The second option is that the new leader may demand big changes and that the changes are improvements. That typically means that the organization will become more effective - at some point. That may take time, and that is dependent upon the nature and complexity of the changes, the amount of training required to adapt to the changes, and how the changes and the training cycle affect morale.
The third - and worst - option is that the new leader may demand big changes and that the changes are bad ones, or even disasters. This change type can destroy organizational effectiveness, drive good people out of the organization, trash the training cycle by requiring constant basic training for new people rather than more advanced training for the more experienced employees, and concurrently ruining morale.
How leadership change is handled is primarily the responsibility of the new leader.

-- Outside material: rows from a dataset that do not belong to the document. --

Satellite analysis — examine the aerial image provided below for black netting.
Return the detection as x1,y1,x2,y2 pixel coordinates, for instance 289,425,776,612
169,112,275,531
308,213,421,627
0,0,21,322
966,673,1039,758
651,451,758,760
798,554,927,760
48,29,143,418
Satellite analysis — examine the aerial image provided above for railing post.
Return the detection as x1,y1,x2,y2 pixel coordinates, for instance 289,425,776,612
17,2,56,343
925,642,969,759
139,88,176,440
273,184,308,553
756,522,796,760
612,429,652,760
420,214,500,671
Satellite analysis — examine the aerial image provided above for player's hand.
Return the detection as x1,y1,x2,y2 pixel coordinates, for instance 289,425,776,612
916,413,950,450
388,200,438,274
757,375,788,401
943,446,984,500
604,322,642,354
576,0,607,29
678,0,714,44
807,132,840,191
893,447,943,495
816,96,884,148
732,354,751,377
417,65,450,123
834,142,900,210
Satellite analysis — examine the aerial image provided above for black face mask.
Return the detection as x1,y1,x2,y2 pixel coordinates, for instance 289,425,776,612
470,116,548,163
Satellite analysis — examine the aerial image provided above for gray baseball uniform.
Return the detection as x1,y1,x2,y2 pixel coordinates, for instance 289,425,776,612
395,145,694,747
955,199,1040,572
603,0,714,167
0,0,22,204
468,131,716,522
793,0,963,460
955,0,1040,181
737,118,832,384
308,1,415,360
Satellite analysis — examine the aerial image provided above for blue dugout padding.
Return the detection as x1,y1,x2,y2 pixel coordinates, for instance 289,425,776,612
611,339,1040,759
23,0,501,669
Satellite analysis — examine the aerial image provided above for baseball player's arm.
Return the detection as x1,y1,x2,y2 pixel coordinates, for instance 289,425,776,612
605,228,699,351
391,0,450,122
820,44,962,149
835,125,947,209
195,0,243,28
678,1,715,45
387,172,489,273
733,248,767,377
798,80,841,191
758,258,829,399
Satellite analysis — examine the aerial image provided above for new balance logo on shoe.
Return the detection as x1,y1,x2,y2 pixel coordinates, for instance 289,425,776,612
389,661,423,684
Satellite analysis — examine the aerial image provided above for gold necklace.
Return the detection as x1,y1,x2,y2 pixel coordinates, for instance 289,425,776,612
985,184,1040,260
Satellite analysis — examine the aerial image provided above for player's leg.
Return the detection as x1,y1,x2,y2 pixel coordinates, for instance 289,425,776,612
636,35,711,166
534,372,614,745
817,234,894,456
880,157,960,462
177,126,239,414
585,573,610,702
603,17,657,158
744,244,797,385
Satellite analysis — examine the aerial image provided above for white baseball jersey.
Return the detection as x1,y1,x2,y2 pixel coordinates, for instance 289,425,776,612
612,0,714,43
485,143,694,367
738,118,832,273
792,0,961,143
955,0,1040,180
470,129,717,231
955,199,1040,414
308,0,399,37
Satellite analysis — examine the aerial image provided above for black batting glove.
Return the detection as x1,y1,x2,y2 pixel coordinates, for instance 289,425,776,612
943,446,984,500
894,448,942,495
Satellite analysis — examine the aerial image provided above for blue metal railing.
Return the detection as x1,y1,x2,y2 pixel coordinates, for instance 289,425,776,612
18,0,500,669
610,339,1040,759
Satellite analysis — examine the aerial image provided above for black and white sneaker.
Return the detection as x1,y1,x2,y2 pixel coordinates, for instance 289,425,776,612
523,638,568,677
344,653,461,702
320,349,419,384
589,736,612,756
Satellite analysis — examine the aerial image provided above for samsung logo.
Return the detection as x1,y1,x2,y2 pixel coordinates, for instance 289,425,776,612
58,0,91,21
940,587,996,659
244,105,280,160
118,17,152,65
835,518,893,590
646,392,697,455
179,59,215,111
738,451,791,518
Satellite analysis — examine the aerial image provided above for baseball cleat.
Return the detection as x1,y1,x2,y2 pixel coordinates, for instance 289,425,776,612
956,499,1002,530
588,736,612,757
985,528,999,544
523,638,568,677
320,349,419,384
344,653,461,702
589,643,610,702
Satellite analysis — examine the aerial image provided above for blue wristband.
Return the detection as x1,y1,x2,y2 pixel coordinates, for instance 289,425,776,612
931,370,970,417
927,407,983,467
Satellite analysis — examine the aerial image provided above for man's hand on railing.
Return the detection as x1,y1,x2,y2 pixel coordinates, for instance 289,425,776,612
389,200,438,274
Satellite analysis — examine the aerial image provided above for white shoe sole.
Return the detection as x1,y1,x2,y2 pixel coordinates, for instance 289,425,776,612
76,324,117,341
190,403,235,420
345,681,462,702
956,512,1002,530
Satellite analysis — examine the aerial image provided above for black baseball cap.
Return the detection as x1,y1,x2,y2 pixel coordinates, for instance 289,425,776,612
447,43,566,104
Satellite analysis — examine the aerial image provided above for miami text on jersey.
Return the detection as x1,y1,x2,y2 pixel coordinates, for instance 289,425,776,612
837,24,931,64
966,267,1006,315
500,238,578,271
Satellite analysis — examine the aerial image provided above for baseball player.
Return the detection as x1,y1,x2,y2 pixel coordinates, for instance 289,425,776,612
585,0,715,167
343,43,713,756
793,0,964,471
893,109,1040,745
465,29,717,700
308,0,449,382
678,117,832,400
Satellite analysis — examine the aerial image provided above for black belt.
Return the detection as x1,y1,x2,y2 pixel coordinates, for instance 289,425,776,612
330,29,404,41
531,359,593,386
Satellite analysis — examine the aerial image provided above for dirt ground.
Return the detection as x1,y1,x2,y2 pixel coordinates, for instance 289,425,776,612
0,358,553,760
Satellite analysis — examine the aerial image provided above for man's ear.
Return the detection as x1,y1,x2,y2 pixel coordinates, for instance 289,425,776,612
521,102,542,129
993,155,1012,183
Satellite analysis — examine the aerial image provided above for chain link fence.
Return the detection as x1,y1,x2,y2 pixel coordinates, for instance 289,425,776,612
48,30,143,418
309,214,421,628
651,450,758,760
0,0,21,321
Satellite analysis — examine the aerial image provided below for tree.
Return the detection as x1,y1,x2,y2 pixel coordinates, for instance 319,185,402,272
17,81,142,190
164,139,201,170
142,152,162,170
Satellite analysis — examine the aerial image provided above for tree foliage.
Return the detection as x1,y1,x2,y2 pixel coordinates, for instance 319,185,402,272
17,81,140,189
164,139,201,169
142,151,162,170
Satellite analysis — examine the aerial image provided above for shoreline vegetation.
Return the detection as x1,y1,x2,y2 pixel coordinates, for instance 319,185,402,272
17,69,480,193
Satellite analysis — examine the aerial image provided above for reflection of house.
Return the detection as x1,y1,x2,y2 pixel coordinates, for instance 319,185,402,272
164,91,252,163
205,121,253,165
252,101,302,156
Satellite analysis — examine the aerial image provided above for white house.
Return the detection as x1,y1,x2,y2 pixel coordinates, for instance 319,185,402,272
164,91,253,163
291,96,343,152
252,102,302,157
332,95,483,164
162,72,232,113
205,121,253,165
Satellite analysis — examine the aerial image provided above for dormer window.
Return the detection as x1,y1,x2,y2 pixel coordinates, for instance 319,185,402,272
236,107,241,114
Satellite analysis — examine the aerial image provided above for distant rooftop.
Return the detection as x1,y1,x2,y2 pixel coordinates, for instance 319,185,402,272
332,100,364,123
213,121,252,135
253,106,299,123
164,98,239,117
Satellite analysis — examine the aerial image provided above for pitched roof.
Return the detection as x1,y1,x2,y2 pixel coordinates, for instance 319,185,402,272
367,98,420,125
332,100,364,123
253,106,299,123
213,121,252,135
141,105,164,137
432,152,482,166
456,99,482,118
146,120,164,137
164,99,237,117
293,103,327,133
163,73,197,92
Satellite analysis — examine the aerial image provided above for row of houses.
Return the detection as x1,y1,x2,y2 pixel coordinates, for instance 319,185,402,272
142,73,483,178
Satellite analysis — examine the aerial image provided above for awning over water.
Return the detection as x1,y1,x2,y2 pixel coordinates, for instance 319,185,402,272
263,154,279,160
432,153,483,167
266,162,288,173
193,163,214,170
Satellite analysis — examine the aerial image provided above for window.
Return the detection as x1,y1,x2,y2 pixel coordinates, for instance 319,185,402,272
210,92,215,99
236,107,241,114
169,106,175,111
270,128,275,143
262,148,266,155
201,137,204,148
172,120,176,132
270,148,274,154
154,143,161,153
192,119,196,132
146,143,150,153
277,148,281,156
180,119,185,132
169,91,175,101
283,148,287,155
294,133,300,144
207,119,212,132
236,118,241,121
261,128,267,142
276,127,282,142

The new leader will likely have some constraints. After all, everyone has a boss. If the leader has the power to throw off contraints, that can be either very good or very bad for the organization and for morale.
Hopefully, the next leadership change your organization has will be the kind that improves organizational effectiveness, takes the training cycle's requirement into account, and solidifies and improves morale.
After all, happy employees will work harder for the new leader. If the new leader has a vision, can sell it to his/her boss and the troops, gets everyone's buy-in, and uses it to improve both the organization and morale, he/she is likely to be successful. One caution for new leaders here; sometimes the organization is doing fine, and the best you can do is to be a caretaker for that success until an opportunity for improvement comes along. Don't force change on the organization simply for change's sake. If you do, you've eliminated 1/3 of the possible outcomes, and now you're down to a 50/50 chance for success. Those aren't good odds, and the troops may feel as if they've been without air for a lot longer than three minutes.